J'ai toujours aimé l’automne. Ses couleurs chaudes, ses champs lacérés. Le contraste avec les lourds nuages gris qui annoncent la pluie, et les promenades sous une bruine épaisse. Faire des vagues avec les feuilles mortes sur les chemins de la forêt. Et la forêt avec ses rangés d’arbres qui se floutent quand je cherche un horizon ! Il n’y en a pas d’horizon dans la forêt, pas de but à atteindre. C’est peut-être cela qui me plais.

L’exhalaison de l’humus, du goudron sous la pluie, du lisier de la ferme, de la terre retournée s’est enracinée dans mon ADN. Avec l’odeur de ficelle de lieuse, de poussière, de paille et de cambouis, mon nez est à portée de granges. Celles des chemins de Réanville ou de la Ferme de la Cailleterie.

Réanville, ce village était à portée de solex. L’automne et la charcuterie des Audrand, la 2CV de l’oncle… et ces odeurs qui reviennent encore, le mélange du solex, l’humidité de la 2 CV et le boudin poilé du midi. Quand je reviens au village, je laisse ma berline sur le parking du café de la mère Vardon. On dit que c’est sa fille qui est derrière le comptoir.  Le portrait tout craché de sa mère. J’irai prendre un café tout à l’heure.

Entre la Chapelle du collège Saint Adjutor et le lavoir, la propriété des Levreux domine toujours. Un peu plus loin, la maison de la grand-mère Cossin. La petite vieille venait chercher ma mère, l’hiver, pour la lessive, car elle avait l’eau chaude dans sa maison. Je devine derrière ses rideaux cette belle chevelure argentée qui s’interroge sur mon passage. Dans cette rue étroite les fenêtres sont la frontière entre l’intime et l’exhibition, entre le secret et la vie ordinaire. Ce n’est pas un touriste, c’est sûr dira-t-elle, la chevelure tremblotante. Du fond du fond de la salle à manger, une voix sourde, râpée par une vie d’usine, dira mon nom.

Je redresse le col de mon manteau pour retrouver l’incognito. Il y a bien longtemps que j’ai chaloupé dans cette rue cahoteuse. Il y a bien longtemps que je traine des questions sans réponses.

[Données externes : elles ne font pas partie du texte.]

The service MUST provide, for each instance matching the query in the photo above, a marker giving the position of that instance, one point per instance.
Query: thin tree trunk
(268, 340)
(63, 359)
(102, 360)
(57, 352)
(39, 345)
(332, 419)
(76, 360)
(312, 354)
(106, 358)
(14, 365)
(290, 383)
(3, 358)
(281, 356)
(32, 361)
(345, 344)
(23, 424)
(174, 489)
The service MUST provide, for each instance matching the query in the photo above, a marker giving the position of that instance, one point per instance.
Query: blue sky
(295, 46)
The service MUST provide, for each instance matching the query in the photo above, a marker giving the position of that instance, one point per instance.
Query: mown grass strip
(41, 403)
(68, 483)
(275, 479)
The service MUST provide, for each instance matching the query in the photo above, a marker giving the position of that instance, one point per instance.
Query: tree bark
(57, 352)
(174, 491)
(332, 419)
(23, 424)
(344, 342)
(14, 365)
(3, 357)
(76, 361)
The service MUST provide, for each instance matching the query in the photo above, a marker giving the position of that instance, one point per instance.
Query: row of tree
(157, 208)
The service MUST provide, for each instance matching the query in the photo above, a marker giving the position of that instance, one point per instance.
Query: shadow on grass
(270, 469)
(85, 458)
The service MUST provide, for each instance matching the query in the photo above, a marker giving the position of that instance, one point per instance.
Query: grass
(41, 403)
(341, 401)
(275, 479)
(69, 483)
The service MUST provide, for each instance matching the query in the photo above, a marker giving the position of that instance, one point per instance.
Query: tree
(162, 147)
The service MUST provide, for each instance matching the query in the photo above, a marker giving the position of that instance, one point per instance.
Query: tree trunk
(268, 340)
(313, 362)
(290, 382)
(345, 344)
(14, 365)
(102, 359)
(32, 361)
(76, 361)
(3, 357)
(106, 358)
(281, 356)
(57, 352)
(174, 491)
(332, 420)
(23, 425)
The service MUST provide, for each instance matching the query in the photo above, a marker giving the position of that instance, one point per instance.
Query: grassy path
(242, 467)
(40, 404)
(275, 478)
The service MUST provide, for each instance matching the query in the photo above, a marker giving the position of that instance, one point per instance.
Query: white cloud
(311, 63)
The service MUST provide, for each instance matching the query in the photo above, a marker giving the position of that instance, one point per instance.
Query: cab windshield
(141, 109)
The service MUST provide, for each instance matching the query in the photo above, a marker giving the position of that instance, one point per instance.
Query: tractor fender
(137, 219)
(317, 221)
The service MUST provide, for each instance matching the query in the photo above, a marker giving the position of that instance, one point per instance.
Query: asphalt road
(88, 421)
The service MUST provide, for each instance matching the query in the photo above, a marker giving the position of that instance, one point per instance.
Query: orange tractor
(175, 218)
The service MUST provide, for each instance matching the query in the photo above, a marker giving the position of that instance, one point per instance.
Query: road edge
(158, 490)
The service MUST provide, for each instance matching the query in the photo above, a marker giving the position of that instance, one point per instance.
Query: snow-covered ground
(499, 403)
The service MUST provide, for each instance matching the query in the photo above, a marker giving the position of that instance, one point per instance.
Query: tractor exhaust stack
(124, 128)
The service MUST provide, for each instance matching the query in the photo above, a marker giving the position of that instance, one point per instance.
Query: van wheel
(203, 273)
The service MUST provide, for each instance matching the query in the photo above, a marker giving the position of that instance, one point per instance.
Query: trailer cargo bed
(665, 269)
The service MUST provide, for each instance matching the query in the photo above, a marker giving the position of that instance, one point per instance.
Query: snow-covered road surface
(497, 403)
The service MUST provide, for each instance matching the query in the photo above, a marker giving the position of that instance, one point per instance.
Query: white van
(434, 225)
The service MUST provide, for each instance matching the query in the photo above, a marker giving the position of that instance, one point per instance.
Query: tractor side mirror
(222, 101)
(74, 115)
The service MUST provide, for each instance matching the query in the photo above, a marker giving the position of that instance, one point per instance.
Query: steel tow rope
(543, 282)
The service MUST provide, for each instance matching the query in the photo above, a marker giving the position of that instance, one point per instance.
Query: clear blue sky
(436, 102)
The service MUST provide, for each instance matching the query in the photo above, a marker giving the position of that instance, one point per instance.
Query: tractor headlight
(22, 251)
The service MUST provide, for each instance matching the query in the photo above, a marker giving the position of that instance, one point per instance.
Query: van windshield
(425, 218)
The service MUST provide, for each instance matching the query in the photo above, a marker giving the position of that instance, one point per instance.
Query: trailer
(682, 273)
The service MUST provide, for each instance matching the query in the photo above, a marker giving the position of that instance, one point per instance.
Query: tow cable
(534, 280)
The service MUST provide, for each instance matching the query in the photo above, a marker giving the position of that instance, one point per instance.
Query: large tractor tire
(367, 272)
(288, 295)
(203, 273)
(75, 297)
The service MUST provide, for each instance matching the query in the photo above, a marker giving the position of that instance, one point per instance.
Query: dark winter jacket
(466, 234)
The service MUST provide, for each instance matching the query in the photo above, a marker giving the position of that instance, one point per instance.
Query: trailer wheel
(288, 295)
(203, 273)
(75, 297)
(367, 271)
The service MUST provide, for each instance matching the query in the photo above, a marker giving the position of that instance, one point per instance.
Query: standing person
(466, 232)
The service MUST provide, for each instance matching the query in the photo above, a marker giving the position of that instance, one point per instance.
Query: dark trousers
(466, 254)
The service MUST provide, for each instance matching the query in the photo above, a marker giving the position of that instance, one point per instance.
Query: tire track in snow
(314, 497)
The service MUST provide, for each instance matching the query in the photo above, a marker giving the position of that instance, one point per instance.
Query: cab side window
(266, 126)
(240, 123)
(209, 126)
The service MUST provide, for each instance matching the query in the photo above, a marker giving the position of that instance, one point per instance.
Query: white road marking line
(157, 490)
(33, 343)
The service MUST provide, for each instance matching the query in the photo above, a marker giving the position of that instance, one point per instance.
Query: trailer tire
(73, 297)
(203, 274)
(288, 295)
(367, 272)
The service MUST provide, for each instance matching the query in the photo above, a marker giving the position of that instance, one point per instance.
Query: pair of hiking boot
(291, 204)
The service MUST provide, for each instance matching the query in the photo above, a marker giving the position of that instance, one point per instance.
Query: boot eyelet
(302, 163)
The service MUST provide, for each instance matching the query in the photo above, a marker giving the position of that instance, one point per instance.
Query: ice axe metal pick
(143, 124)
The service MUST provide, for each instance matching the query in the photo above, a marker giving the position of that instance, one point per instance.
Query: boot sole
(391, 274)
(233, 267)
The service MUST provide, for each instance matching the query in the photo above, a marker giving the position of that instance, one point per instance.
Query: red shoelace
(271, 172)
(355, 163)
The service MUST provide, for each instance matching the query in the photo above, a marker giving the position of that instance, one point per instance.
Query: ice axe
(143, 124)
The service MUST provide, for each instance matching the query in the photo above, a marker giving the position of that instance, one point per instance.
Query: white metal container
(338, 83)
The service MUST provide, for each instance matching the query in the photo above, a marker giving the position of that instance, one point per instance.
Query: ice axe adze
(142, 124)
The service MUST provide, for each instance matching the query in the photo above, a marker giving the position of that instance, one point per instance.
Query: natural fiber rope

Le porche à peine érodé par le temps et les intempéries, a conservé une grande partie de ses couleurs. Vert foncé avec un liseré jaune sur l’arrondie des moulures. C’était l’épicerie des Herzant, épicerie fine qui livrait à domicile pour emmerder la Mère Vardon. A l’époque, le café Vardon faisait aussi épicerie, tabac, journaux et boulangerie. Au fond de la cour, l’enseigne est aussi nette que le jour où j’aillais chercher un litre de Sénéclauze à la tireuse avec une bouteille étoilée. La bouteille ne passa pas le pas de la porte de l’épicerie. Elle s’éclata sur le rayon des cahiers de brouillons et des albums à colorier. C’est pas de ma faute, ai-je crié. En m’approchant de la devanture j’ai l’odeur de vinasse qui revient dans mes narines.

La rue est déserte, des pas résonnent sans silhouette. J’approche de la jonction avec la route de la Demi-Lune. Le clapotis de la fontaine ignore le bruit sourd du passage des voitures. C’est l’heure de la débauche. La route de la Demi-lune est très fréquentée. Dans la courbe, l’entrée du château. Hier négligée, il est maintenant la renommée de la région, autant que le jardin et la maison du peintre de l’autre côté du fleuve.

D’immenses affiches le glorifient avec ses bassins, ses fontaines, ses jeux d’eau du Château. Elles me remuent les tripes. Hier et aujourd’hui se malaxent dans une quadrichromie troublante. J’ai tant de fois revécu ces lieux dans des rêves en noirs et blancs. La remise des prix dans le parc abandonné, les statues déformées par la mousse, les fontaines asséchées…  J’espérais entendre mon nom. Monter sur l’estrade et prendre le « prix d’honneur » d’une main malhabile. Puis, détaler et zigzaguer dans les allées. Combien de rêves ai-je passés à épier des seigneurs et des grandes dames comme je pouvais me les imaginer après une lecture d’Alexandre Dumas. Mademoiselle et le Vicomte de Bragelonne… J’ai toujours le livre de poche que m’avait donné mon oncle de Réanville.

C’est assez pour aujourd’hui… Demain j’irai de l’autre côté du fleuve.